"Exercise gives you endorphins. Endorphins make you happy. Happy people just don't shoot their husbands, they just don’t."
Scientists have proven that this line, which Reese Witherspoon delivers while playing Elle Woods in the 2001 movie, Legally Blonde, is true — the happy endorphins part, not the shooting part.
For decades, researchers have repeatedly studied the link between physical exercise and improved mood. Up until recently, however, researchers have been unable to draw conclusive evidence that links physical exercise to improved creative thought.
While there is anecdotal evidence that creative types are “unblocked” when they get up and move around, a new study from Scientific Reports suggests that physical exercise triggers enhanced mood and improved creativity. And, most importantly, they work independent of each other. In other words, there’s no linear cause and effect wherein movement boosts mood and mood, in turn, boosts creativity.
The study sought to determine if and how creativity and movement align, and how happiness factors in.

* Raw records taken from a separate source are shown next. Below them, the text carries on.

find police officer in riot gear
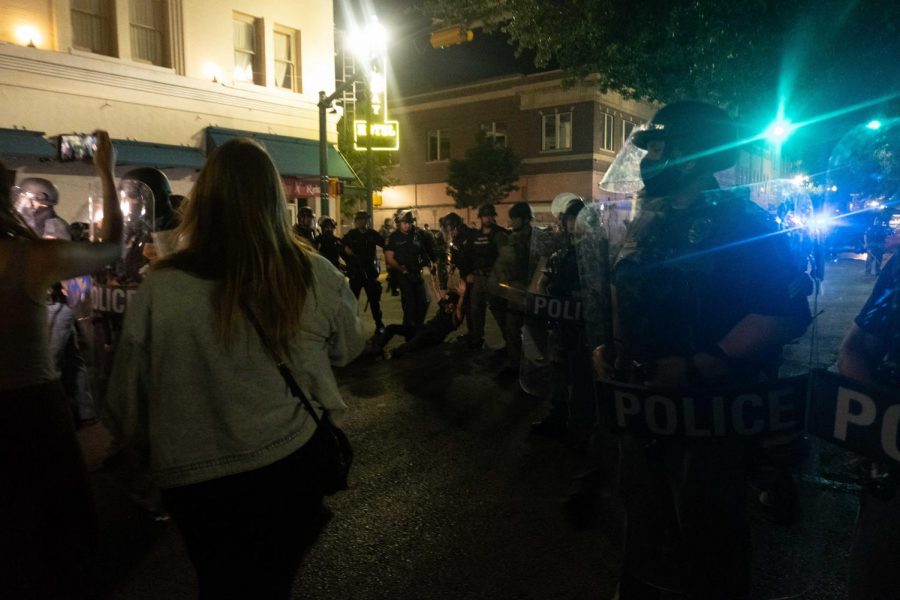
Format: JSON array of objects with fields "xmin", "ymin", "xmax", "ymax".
[
  {"xmin": 316, "ymin": 216, "xmax": 343, "ymax": 271},
  {"xmin": 15, "ymin": 178, "xmax": 70, "ymax": 239},
  {"xmin": 384, "ymin": 210, "xmax": 437, "ymax": 337},
  {"xmin": 592, "ymin": 101, "xmax": 812, "ymax": 598},
  {"xmin": 532, "ymin": 196, "xmax": 594, "ymax": 441},
  {"xmin": 343, "ymin": 210, "xmax": 386, "ymax": 333},
  {"xmin": 294, "ymin": 206, "xmax": 318, "ymax": 245},
  {"xmin": 838, "ymin": 252, "xmax": 900, "ymax": 598},
  {"xmin": 494, "ymin": 201, "xmax": 536, "ymax": 375},
  {"xmin": 459, "ymin": 203, "xmax": 509, "ymax": 350}
]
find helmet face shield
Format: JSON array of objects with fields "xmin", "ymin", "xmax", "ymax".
[
  {"xmin": 599, "ymin": 124, "xmax": 650, "ymax": 194},
  {"xmin": 117, "ymin": 179, "xmax": 155, "ymax": 231}
]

Active lives, active imaginations
Researchers at the University of Graz in Austria tracked the normal activities of 79 adults and then tested them on their level of creativity during a five-day period. They gave activity trackers to participants and had them perform creativity tests in the lab.
Participants devised life hacks (new uses) for everyday items like umbrellas and tires, completed unfinished drawings and filled out questionnaires about their mood. The study revealed that the greater the level of activity — jogging or playing a competitive sport as opposed to taking a slow stroll — tended to link to greater happiness.
Researchers also separately analyzed how activity and mood are linked and how creativity and activity are linked. They determined that while activity boosted a person’s creativity, it didn’t always boost a person’s mood. Further, a positive mood wasn’t a necessary component for boosted creativity, post-activity.
This new result helped researchers conclude that creativity enhancement doesn’t come from a progression of experiences (activity leads to mood enhancement, leads to increased creativity), but rather they saw a direct link between movement and creativity.
While the study drew a link between active imaginations and active lives, the researchers admitted that they cannot prove that activity causes creativity. Nor did the study prove how activity shapes creativity.
That said, if you are looking to spark that creative flow, go out for a run, bike up a big hill, or ski down an even longer hill. It may not necessarily make you happy, but it could give you the creative boost you’re seeking.